Krakowski sąd rejonowy uznał w czwartek Macieja Maleńczuka winnym naruszenia nietykalności osobistej działacza pro-life. Fot. PAP/Jacek Bednarczyk
Krakowski sąd rejonowy uznał w czwartek Macieja Maleńczuka winnym naruszenia nietykalności osobistej działacza pro-life. Fot. PAP/Jacek Bednarczyk

Maciej Maleńczuk uznany winnym ataku na pro-lifera

Redakcja Redakcja Prawo Obserwuj temat Obserwuj notkę 198

Krakowski sąd rejonowy uznał w czwartek Macieja Maleńczuka winnym naruszenia nietykalności osobistej działacza pro-life.  

Muzyk ma zapłacić m.in. sześć tysięcy złotych grzywny. Wyrok jest nieprawomocny i został ogłoszony bez obecności dziennikarzy.

W sprawie chodzi o wydarzenia z grudnia 2016 r., kiedy na Rynku Głównym w Krakowie odbywał się zorganizowany przez Partię Razem protest przeciwko wypowiedzeniu przez rząd konwencji antyprzemocowej.
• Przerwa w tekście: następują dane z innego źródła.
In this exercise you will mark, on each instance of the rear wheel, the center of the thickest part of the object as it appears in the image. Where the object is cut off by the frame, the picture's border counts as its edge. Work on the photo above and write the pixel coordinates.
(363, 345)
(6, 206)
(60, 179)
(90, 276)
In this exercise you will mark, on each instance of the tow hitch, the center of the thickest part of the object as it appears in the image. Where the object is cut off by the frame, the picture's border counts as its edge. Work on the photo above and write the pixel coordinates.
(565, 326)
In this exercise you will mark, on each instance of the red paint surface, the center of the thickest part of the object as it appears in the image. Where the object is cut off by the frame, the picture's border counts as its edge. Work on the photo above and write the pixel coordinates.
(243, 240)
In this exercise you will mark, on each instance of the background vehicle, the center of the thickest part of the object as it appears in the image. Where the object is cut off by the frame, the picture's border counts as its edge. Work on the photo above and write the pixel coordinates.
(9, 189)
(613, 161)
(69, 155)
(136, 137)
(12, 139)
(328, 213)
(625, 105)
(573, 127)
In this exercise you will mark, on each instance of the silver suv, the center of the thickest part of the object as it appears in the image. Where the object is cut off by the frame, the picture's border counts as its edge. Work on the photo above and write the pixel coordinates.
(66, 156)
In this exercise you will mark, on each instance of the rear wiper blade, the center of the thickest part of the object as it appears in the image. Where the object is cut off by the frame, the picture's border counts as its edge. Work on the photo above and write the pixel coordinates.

Na manifestacji pojawili się członkowie Komitetu Obrony Demokracji, by wyrazić solidarność z opozycją okupującą salę plenarną Sejmu. Nieopodal antyaborcyjną demonstrację zorganizowała Fundacja Pro – Prawo do Życia. Uczestniczyło w niej pięć osób. Jeden z wolontariuszy tej organizacji miał wówczas zostać przez obecnego na miejscu Macieja Maleńczuka uderzony w żuchwę.

Maciej Maleńczuk
Maciej Maleńczuk, decyzją sądu, ma zapłacić sześć tysięcy zł grzywny, tysiąc zł zadośćuczynienia na rzecz pro-lifera, a także pokryć koszty zastępstwa procesowego strony przeciwnej. Fot. Grzegorz Chorus/CC BY 2.0

Proces w tej sprawie ruszył w połowie września 2018 r. Ogłoszenie wyroku - decyzją sądu - nastąpiło w czwartek bez udziału publiczności i mediów. Informację o jego treści przekazała obrońca artysty, adw. Marta Lech. Maleńczuk, decyzją sądu, ma zapłacić sześć tysięcy zł grzywny, tysiąc zł zadośćuczynienia na rzecz pro-lifera, a także pokryć koszty zastępstwa procesowego strony przeciwnej.

Wcześniej umorzony został proces o publiczne znieważenie, wytoczony pro-liferowi przez Maleńczuka. Biegli uznali, że działacz cierpi na chorobę, w wyniku której w momencie zdarzenia nie rozpoznawał znaczenia swojego czynu ani nie mógł pokierować swoim zachowaniem. Na tej podstawie sąd musiał umorzyć postępowanie. Mężczyzna nie będzie ponosił odpowiedzialności karnej.